What a codebase MRI finds:

  • Missing auth middleware — 30 API routes with no auth wrapper. Are they intentionally public, or bugs?
  • Duplicated logic — the same pattern implemented slightly differently in 9 files
  • Dead code — files imported by nothing, exports used by no one. Unreviewed attack surface.
  • God files — 2,000-line files with 40+ methods that nobody can review thoroughly
  • Architecture drift — code structure contradicts what the architecture docs describe
  • Coupling violations — imports crossing domain boundaries
  • Scattered configuration — the same value hardcoded in 8 files instead of centralized

None of these are visible when reviewing a single PR. They only appear when you analyze the codebase as a structure.

  • Structural analysis tool built or adopted
  • Runs periodically (nightly or weekly) with results diffed against previous scan
  • New anomalies generate work items routed to the appropriate owner
  • Integrated into PR review — changed files checked against the structural graph

When structural problems meet security:

Tech debt is security exposure. Dead code is unreviewed, unmonitored attack surface. God files are too large to audit thoroughly. Missing auth on routes is guaranteed to be found — if not by your security tools, then by someone else's. The correct assumption in an AI era is that the probability of detection is 1 for everything.

Cross-referencing structural findings with threat models (attack trees or equivalent) tells you which tech debt items are security-critical and which are merely annoying. An unused file on no attack path is low priority. A missing auth wrapper on a route that leads to token theft is critical.

Stage 5: Autonomous code quality agent (when you have enough rules and patterns)

The final stage: a dedicated agent whose only job is code quality. It runs against its own set of rules, it picks up findings from structural analysis, and it creates PRs to fix mechanical issues — dead code removal, lint fixes, consistency cleanup.

The constraint: it never changes behavior. If fixing a finding requires understanding what the code should do, it routes a work item to the appropriate owner instead of fixing it itself.
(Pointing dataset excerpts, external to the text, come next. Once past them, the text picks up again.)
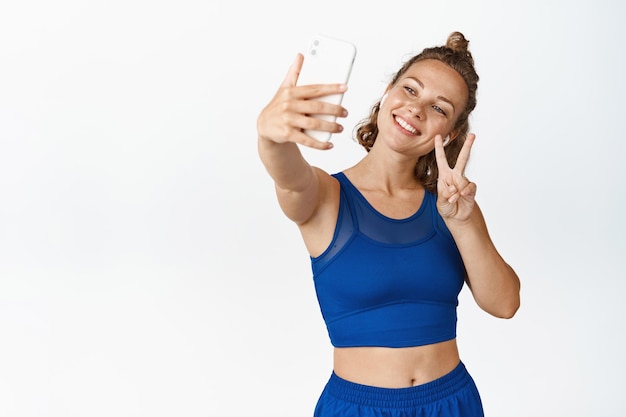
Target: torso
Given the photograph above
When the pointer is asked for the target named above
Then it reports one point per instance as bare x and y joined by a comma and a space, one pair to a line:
379, 366
396, 368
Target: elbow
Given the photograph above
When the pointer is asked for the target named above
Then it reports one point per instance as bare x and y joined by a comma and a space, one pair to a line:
506, 310
508, 313
502, 308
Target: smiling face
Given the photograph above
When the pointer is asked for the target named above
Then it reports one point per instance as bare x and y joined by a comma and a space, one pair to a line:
425, 101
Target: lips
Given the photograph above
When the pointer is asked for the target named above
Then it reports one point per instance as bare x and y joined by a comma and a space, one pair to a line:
406, 126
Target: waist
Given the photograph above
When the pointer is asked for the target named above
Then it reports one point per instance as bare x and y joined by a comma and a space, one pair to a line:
396, 367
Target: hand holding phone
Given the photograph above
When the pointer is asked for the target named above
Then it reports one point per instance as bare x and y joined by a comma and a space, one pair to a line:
326, 61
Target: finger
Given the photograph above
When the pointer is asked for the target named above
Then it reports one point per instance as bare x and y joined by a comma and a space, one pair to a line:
469, 190
461, 161
323, 91
294, 72
440, 154
318, 107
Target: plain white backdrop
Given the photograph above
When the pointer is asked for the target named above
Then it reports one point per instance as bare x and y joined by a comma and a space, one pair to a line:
146, 269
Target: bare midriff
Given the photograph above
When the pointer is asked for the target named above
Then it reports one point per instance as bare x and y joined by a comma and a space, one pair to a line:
396, 367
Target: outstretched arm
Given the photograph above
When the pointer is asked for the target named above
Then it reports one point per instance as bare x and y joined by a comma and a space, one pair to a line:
494, 284
280, 129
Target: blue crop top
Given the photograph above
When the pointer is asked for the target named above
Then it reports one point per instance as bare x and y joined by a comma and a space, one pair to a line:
387, 282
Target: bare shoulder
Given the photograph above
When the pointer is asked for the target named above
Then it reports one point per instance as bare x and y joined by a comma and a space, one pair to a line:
319, 229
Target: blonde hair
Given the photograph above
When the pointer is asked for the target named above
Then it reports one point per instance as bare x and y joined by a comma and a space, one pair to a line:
456, 55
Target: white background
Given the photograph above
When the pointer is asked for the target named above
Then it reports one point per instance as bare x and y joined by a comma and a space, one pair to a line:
146, 270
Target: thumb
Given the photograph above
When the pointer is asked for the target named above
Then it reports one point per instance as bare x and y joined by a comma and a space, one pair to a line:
294, 72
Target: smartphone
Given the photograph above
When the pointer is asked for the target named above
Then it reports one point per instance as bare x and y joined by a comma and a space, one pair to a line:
326, 61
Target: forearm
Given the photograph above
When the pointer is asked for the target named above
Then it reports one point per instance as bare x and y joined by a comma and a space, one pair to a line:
285, 164
494, 284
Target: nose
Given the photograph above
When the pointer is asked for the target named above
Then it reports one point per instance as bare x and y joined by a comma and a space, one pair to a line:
417, 109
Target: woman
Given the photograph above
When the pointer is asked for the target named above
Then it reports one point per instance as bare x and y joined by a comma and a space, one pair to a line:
393, 238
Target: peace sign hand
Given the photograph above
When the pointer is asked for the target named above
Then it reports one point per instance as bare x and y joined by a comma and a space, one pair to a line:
455, 200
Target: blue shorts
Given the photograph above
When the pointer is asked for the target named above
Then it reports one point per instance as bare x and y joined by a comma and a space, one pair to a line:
452, 395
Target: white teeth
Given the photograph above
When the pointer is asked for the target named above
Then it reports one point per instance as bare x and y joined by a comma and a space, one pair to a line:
406, 125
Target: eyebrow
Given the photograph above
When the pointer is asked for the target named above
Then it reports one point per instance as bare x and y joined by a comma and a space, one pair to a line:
442, 98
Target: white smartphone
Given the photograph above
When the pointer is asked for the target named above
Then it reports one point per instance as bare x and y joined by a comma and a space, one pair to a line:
326, 61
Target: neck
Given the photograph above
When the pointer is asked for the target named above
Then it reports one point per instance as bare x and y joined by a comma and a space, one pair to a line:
389, 174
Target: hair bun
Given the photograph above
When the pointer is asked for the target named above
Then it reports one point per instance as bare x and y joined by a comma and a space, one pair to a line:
457, 42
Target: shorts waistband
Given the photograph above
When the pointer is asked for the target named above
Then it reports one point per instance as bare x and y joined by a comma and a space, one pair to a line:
426, 393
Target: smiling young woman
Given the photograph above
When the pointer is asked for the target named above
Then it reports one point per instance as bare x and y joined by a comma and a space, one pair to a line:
392, 239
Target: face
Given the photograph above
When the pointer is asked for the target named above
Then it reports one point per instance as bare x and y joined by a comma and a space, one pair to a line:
425, 101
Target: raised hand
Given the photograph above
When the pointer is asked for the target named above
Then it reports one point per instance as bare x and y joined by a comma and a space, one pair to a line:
455, 192
288, 113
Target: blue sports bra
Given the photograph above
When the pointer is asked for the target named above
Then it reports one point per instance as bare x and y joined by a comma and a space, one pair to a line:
387, 282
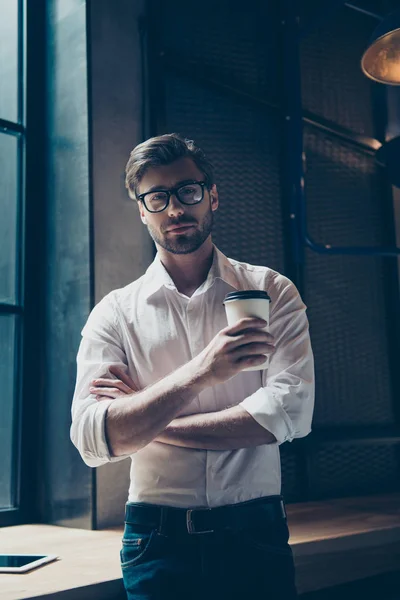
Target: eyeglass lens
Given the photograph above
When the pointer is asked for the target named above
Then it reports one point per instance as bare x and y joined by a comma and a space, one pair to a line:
188, 194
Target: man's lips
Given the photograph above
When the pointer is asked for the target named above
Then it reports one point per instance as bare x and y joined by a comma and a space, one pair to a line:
180, 227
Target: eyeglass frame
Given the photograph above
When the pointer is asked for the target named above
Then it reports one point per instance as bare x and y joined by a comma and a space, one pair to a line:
174, 191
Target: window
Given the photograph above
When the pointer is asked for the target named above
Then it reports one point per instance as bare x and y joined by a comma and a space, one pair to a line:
12, 144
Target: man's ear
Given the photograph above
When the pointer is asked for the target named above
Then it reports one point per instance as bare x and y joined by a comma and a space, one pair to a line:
214, 197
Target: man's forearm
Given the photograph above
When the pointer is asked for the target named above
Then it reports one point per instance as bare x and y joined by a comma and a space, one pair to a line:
228, 429
135, 420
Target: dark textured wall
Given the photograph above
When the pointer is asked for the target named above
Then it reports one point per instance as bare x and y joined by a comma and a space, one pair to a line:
232, 83
67, 483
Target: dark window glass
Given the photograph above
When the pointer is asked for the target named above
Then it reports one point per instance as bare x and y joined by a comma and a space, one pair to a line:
9, 60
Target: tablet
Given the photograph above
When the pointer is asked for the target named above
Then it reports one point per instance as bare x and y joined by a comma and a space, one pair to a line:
21, 563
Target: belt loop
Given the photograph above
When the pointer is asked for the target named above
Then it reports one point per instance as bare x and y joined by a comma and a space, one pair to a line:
163, 520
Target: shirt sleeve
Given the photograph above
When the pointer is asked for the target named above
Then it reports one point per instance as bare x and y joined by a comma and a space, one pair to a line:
100, 347
284, 404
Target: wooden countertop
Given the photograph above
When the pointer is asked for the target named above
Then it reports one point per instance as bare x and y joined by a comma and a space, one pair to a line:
323, 538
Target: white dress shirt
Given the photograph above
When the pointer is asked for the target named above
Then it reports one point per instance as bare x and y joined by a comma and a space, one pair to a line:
150, 329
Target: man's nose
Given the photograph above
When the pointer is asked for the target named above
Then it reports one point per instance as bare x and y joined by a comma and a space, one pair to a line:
174, 206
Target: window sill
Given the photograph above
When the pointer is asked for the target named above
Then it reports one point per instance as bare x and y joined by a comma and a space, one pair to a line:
324, 537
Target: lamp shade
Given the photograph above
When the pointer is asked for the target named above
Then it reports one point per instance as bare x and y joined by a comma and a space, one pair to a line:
381, 60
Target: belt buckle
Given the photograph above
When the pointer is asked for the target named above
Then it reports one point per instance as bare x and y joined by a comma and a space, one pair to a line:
190, 524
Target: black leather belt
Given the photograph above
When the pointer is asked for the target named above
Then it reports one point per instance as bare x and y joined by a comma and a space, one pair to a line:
206, 520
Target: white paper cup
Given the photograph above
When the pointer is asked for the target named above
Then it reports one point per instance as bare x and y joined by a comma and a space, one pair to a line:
248, 303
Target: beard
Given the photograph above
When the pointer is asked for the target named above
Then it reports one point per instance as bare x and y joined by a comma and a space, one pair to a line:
184, 243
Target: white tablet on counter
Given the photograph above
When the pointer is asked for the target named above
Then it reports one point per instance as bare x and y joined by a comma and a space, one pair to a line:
21, 563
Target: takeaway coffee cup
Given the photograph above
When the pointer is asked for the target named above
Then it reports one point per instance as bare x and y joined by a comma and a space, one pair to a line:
248, 303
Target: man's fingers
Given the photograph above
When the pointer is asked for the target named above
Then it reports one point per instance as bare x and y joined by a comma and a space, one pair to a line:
112, 383
123, 376
107, 392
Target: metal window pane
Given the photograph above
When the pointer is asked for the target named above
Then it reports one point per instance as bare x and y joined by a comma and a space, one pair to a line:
9, 60
7, 409
9, 215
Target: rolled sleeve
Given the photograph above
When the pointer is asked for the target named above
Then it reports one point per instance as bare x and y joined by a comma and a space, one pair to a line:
100, 348
284, 404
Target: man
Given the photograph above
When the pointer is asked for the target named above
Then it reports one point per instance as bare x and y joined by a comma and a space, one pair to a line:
161, 379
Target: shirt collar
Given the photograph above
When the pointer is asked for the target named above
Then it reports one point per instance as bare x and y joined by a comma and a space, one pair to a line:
157, 276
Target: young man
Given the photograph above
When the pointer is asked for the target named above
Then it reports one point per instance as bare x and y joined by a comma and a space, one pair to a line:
161, 379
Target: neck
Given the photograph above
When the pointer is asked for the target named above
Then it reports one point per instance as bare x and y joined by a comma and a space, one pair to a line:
188, 271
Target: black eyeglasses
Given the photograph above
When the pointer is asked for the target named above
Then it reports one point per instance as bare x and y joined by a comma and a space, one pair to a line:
190, 193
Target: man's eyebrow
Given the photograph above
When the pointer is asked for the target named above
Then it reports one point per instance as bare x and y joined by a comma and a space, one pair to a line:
163, 188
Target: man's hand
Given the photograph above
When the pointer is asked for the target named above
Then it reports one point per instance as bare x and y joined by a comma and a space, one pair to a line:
113, 388
233, 349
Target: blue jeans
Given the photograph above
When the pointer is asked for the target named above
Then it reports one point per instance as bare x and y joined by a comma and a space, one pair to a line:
245, 564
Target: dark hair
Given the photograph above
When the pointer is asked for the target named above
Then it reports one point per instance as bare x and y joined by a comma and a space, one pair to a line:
163, 150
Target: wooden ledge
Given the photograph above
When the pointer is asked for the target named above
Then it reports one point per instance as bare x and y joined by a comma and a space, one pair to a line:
324, 537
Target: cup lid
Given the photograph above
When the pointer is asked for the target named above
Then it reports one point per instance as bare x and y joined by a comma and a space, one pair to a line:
247, 295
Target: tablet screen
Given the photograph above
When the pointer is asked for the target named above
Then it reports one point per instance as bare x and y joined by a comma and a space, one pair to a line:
13, 560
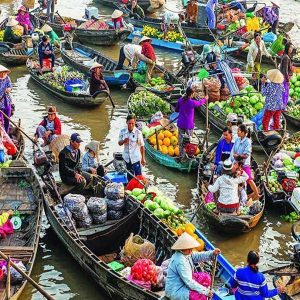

  • Dedicated code quality agent with its own worktree/workspace
  • Works from a rules catalog — each rule has clear scope and examples
  • One PR per rule type (not one mega-cleanup PR)
  • Never changes behavior — mechanical fixes only, routes everything else
  • Lowest priority — never blocks feature work

The progression

StageWhenWhat it catches
LintDay oneMechanical — formatting, unused vars, basic errors
Static analysisWeek twoSecurity — injection, XSS, data flow vulnerabilities
AI review skillsWhen you have conventionsConvention violations, project-specific patterns
Structural analysisWhen the codebase is too big to hold in your headArchitecture drift, coupling, dead code, ownership gaps
Autonomous agentWhen you have enough rules to automateMechanical cleanup at scale, routed findings

Don't skip stages. Each one builds on the last. And don't mistake volume of checks for quality of checks — a linter that generates 200 warnings nobody reads is worse than no linter at all.


Signals you've outgrown this chapter

  • Your structural analysis is finding cross-team issues that need coordination
  • Your code quality agent is generating more work items than it's fixing itself
  • You need to prioritize tech debt against feature work systematically

When this happens, you're ready for the throughput and team coordination chapters.